Pseudomorphic replacement of diopside during interaction with (Ni,Mg)Cl2 aqueous solutions: Implications for the Ni-enrichment mechanism in talc- and serpentine-type phases

• Talc and serpentine type phases replaced diopside in hydrothermal experiments.
• Pseudomorphic replacement occurred via interface-coupled dissolution-precipitation.
• Interfacial fluid composition (XMg2+XMg2+ and aSiO2aSiO2) dictated the precipitating phases.
• Inner low-Ni and outer high-Ni reaction rim were formed in Ni-bearing solutions.
• Sequential rim formation relates to cyclic dissolution-precipitation process.

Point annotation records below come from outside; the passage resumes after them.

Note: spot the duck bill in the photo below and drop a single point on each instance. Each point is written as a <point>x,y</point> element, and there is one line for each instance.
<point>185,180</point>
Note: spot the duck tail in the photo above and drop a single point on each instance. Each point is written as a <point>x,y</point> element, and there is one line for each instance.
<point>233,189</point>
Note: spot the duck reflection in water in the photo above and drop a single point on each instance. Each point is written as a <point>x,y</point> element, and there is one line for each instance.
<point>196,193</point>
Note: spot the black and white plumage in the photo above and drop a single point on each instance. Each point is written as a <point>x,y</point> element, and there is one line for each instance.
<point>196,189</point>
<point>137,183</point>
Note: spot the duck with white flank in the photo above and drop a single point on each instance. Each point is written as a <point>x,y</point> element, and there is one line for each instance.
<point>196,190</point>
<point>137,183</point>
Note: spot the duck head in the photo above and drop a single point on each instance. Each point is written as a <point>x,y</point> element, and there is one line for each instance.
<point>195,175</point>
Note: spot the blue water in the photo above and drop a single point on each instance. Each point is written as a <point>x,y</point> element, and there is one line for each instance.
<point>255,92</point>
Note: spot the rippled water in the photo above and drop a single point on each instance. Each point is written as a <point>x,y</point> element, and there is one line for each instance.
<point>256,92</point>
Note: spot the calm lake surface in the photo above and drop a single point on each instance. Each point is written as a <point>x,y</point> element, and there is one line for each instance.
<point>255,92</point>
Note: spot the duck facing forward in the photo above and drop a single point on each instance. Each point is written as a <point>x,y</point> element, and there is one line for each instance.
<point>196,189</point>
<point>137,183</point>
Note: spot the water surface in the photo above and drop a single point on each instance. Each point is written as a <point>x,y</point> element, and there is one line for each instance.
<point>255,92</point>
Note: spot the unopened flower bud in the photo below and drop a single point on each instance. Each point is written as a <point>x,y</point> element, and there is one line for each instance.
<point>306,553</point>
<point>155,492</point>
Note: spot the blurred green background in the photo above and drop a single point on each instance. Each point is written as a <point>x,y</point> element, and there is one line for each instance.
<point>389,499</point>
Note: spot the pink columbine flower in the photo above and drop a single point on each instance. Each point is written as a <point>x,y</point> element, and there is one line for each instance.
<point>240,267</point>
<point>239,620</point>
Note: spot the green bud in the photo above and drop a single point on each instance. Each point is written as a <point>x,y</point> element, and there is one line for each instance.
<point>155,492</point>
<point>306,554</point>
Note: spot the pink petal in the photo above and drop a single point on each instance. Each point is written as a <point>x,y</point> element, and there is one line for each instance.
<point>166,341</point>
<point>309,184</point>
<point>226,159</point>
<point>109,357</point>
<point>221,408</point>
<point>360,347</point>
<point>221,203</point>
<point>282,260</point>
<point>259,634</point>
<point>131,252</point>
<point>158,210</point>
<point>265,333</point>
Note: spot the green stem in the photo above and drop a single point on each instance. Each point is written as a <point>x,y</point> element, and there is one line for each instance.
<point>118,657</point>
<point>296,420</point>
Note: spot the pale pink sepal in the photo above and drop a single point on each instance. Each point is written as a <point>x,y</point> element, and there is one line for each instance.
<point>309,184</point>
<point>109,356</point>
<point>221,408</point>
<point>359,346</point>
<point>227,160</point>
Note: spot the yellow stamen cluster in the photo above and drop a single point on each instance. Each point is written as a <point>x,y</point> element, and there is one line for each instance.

A hydrothermal experimental study of diopside interaction with (Ni,Mg)Cl2 aqueous solutions has been carried out to clarify the replacement mechanism and pattern of element mobilization and its relevance to peridotite alteration. Three different solution compositions were used with Ni/Mg ratios of 0, 0.5, and 1, respectively. Experiments were carried out in cold-seal pressure-vessels at 300–600 °C and 100 MPa pressure for 15 days in gold capsules. For 600 °C NiCl2 experiments, the solutions were also spiked with 50% H218O to study the behavior of isotopic exchange and hence the replacement mechanism. The diopside–pseudomorph interface is compositionally and structurally sharp. After the MgCl2 experiments pure talc and/or serpentine comprised the replacement phases, whereas reaction in the Ni-bearing fluids produced talc–willemseite and/or lizardite–nepouite series compositions. Additionally, a complex rim of Ni-poor and Ni-rich regions developed in the NiCl2 and (Ni,Mg)Cl2 experiments. Raman spectroscopy of the Ni-rich talc from the experiment with 18O-enriched solution showed a shift of ~ 10 ± 1 cm− 1 for the SiO(bridging)Si band towards lower wavenumbers relative to unspiked solution experiments, indicating that 18O was incorporated into the silicate framework; thus the reaction progressed via an interface-coupled dissolution-precipitation mechanism. Overgrowths of an olivine-type phase at 500–600 °C and serpentine-type phases in 300–400 °C experiments were also observed. For a simple binary composition (e.g. Ni–Mg) of the interacting solution, the fluid composition (different Ni/Mg ratio) at the reacting interface and its silica activity has a strong control on the phase precipitated. The sequential formation of a Ni-poor inner phase and Ni-rich outer phase indicates a stepwise increase in Ni incorporation within the neo-formed phase that is representative of a cyclic dissolution-precipitation process during supergene enrichment of Ni in natural ore deposits. Additionally, Ca transport occurs in the opposite direction to Ni during alteration, which may be important as a geochemical tracer for economic Ni-deposits and as a source of Ca for the rodingitization processes that are often associated with peridotite occurrences.